Проблема демаркации научного знания в равной степени стала насущной как для европейских, так и для русских ученых – в попытке ее разрешения приняли участие Б. Рассел, Л. Витгенштейн, К. Поппер, Н. Вавилов, А. Никифоров и др. Предлагая различные, порой взаимоисключающие, способы ее решения – от признания научной только той теории, которая может быть подтверждена эмпирическим путем (принцип верификации), либо этим же путем опровергнута (принцип фальсифицируемости), до исключения из научного знания цели поиска истины и ее замену на «решение концептуальных и инструментальных головоломок», – ученые, таким образом, в установлении границ научного знания апеллировали исключительно к разуму и эмпирическому опыту, освобождая, тем самым, науку от каких бы то ни было обязательств перед обществом и историей, что, по сути, возвращало науку к идеологии.

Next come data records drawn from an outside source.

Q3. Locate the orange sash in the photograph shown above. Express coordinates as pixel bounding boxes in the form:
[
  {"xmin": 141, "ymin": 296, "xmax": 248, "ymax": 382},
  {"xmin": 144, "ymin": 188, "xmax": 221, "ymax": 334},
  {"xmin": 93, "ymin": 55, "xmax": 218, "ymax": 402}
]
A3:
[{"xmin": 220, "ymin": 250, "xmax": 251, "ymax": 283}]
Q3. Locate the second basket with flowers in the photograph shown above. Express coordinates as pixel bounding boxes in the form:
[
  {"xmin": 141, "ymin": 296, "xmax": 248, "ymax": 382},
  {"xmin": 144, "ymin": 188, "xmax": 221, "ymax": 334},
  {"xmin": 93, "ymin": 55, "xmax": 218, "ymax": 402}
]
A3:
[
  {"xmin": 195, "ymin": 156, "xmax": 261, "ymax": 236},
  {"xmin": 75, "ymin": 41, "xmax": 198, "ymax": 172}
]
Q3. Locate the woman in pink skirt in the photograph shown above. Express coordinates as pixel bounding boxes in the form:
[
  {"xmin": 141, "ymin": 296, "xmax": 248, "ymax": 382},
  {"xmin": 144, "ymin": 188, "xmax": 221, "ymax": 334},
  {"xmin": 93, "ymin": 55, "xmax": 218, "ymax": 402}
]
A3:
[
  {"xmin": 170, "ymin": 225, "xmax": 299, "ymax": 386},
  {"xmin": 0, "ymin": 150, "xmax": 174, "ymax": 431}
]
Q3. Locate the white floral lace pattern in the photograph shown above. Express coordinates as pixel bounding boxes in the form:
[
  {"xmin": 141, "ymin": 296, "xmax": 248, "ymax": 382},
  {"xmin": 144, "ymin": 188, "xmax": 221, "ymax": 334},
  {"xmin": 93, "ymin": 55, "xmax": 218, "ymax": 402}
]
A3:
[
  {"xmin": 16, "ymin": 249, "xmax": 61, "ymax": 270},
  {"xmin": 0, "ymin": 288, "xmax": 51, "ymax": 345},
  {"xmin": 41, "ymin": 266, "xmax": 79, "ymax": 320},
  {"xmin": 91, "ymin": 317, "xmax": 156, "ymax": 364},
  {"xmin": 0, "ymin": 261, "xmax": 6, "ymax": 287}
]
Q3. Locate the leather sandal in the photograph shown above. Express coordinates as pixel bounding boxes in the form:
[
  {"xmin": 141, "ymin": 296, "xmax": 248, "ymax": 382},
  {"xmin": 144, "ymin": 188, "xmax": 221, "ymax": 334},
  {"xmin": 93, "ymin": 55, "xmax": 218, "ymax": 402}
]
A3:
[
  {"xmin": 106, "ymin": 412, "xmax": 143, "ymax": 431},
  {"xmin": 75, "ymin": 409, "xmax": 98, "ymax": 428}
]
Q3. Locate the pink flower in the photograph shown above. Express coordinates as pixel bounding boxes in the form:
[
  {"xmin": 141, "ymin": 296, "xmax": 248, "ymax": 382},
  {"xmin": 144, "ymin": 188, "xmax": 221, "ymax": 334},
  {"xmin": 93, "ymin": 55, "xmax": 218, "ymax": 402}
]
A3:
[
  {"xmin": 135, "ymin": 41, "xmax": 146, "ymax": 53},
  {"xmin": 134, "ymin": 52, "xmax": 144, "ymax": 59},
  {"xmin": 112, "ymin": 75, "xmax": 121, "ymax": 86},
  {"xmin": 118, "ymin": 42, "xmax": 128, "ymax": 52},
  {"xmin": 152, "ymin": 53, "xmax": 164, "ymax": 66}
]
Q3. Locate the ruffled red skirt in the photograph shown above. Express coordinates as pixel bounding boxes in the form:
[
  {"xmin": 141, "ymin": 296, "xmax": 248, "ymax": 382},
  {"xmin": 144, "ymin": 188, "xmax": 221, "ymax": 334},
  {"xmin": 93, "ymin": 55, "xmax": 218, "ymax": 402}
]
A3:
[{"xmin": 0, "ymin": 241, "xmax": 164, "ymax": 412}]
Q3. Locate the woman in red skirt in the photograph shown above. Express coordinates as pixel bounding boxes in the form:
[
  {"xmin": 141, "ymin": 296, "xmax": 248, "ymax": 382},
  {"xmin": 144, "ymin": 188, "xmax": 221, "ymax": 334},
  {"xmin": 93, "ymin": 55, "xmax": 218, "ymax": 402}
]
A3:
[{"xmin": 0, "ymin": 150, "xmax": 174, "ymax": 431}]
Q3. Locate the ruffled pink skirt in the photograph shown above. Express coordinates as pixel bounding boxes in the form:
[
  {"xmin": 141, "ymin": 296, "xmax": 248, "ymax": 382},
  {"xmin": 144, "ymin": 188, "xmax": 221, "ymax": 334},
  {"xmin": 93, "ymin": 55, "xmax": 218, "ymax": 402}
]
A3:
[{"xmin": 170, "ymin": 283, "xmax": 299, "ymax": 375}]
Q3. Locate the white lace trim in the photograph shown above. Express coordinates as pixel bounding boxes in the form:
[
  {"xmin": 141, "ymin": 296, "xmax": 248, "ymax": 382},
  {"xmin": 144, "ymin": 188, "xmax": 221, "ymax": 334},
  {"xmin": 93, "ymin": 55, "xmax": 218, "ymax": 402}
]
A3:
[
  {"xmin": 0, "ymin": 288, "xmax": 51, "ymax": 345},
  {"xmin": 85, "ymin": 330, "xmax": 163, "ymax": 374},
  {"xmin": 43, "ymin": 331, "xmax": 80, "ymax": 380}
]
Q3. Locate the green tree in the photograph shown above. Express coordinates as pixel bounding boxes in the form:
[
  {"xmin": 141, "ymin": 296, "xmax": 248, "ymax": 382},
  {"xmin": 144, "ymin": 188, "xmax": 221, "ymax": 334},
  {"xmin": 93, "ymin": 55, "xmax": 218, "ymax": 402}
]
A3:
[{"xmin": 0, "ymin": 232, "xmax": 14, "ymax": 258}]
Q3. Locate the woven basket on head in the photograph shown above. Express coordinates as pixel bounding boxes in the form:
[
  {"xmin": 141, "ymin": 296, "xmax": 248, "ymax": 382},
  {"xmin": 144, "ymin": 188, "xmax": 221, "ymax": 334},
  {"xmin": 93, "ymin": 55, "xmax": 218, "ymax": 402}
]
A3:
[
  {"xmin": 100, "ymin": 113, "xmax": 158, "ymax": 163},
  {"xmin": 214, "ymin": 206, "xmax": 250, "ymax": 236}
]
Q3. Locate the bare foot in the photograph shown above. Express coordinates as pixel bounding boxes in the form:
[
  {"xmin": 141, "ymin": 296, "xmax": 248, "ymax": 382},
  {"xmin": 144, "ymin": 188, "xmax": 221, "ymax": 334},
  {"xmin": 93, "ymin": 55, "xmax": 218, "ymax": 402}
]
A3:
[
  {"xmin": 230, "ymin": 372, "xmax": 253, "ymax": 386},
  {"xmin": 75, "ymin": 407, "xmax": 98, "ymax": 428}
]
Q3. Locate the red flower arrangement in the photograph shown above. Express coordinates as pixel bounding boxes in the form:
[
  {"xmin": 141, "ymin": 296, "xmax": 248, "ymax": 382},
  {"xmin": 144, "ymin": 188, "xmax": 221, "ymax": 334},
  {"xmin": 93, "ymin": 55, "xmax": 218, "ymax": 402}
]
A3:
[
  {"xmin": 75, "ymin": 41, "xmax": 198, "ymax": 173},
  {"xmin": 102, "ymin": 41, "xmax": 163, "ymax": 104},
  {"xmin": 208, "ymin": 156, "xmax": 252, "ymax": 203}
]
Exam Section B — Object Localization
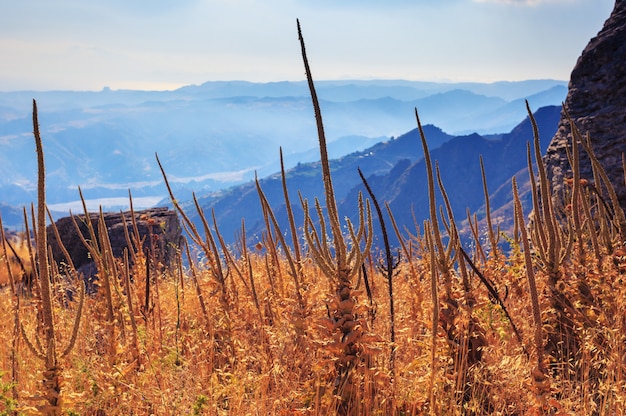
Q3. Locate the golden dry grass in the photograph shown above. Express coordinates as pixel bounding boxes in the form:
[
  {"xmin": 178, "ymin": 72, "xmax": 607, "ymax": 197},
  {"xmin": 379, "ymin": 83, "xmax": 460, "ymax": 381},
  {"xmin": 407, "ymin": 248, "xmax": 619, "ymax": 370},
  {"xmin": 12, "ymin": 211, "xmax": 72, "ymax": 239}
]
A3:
[{"xmin": 0, "ymin": 224, "xmax": 626, "ymax": 415}]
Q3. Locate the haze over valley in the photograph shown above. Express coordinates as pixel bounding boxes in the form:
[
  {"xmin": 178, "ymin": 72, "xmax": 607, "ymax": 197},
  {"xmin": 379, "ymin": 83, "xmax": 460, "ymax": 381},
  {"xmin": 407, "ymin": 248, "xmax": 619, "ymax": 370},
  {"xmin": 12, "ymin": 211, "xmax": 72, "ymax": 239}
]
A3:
[{"xmin": 0, "ymin": 80, "xmax": 567, "ymax": 225}]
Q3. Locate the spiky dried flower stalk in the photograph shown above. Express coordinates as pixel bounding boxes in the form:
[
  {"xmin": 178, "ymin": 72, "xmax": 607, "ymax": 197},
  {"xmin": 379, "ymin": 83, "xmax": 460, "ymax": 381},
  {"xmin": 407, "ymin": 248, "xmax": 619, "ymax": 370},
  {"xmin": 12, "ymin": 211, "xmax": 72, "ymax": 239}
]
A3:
[
  {"xmin": 27, "ymin": 100, "xmax": 84, "ymax": 415},
  {"xmin": 357, "ymin": 168, "xmax": 398, "ymax": 374},
  {"xmin": 297, "ymin": 21, "xmax": 372, "ymax": 414},
  {"xmin": 512, "ymin": 177, "xmax": 546, "ymax": 395},
  {"xmin": 415, "ymin": 108, "xmax": 452, "ymax": 299}
]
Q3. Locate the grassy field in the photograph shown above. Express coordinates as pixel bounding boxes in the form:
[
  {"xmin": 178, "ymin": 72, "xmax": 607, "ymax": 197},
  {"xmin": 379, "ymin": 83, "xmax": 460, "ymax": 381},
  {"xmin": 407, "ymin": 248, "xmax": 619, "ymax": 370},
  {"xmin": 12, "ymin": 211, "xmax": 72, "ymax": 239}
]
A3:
[{"xmin": 0, "ymin": 26, "xmax": 626, "ymax": 415}]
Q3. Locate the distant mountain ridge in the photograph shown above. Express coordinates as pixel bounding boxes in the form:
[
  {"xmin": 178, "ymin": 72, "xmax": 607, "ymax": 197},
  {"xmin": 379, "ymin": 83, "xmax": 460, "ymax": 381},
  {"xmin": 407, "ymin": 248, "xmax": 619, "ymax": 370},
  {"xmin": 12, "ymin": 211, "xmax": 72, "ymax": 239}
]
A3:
[
  {"xmin": 0, "ymin": 80, "xmax": 566, "ymax": 228},
  {"xmin": 183, "ymin": 106, "xmax": 561, "ymax": 245}
]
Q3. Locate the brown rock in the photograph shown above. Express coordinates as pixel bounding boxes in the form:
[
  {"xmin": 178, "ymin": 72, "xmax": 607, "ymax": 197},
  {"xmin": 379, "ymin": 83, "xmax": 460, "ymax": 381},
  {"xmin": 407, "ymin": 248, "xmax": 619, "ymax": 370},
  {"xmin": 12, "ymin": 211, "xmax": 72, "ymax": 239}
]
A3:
[
  {"xmin": 545, "ymin": 0, "xmax": 626, "ymax": 210},
  {"xmin": 47, "ymin": 208, "xmax": 181, "ymax": 281}
]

Исторические события первой половины XX века явили провал попытки демаркации научного знания. По мнению В. Поруса, это было связано с тем, что наука перестала восприниматься как «важнейшая культурная ценность, которую нужно было защитить от посягательств идеологии. Неудачи с решением этой проблемы совпали по времени с общим ростом антисциентистских настроений, разочарованием в культуре, не защитившей человечество от ужасающего опыта мировых войн, тоталитарных режимов и апокалипсических ожиданий» [31, с. 258]. Мысль исследователя во многом верна, однако, на наш взгляд, неудача разграничения научного и ненаучного знания кроется глубже – думается, изначально неверна была постановка проблемы. Не метафизика способствовала идеологизации науки, а безграничная свобода научной мысли, движущая вперед цивилизацию. Проблема состояла в том, что в результате практической реализации воли к власти наука не могла избежать идеологизации, ибо не существовало возможности запретить власти (или государству) использовать ее достижения в своих целях. «Когда торжествующая мысль, – отмечал Т. Адорно, – покидает свою родную критическую стихию, становясь просто средством на службе некоего существующего порядка, против ее воли принуждается она к тому, чтобы превращать то позитивное, что она избрала для себя, в нечто негативное и разрушительное» [72, с. 9].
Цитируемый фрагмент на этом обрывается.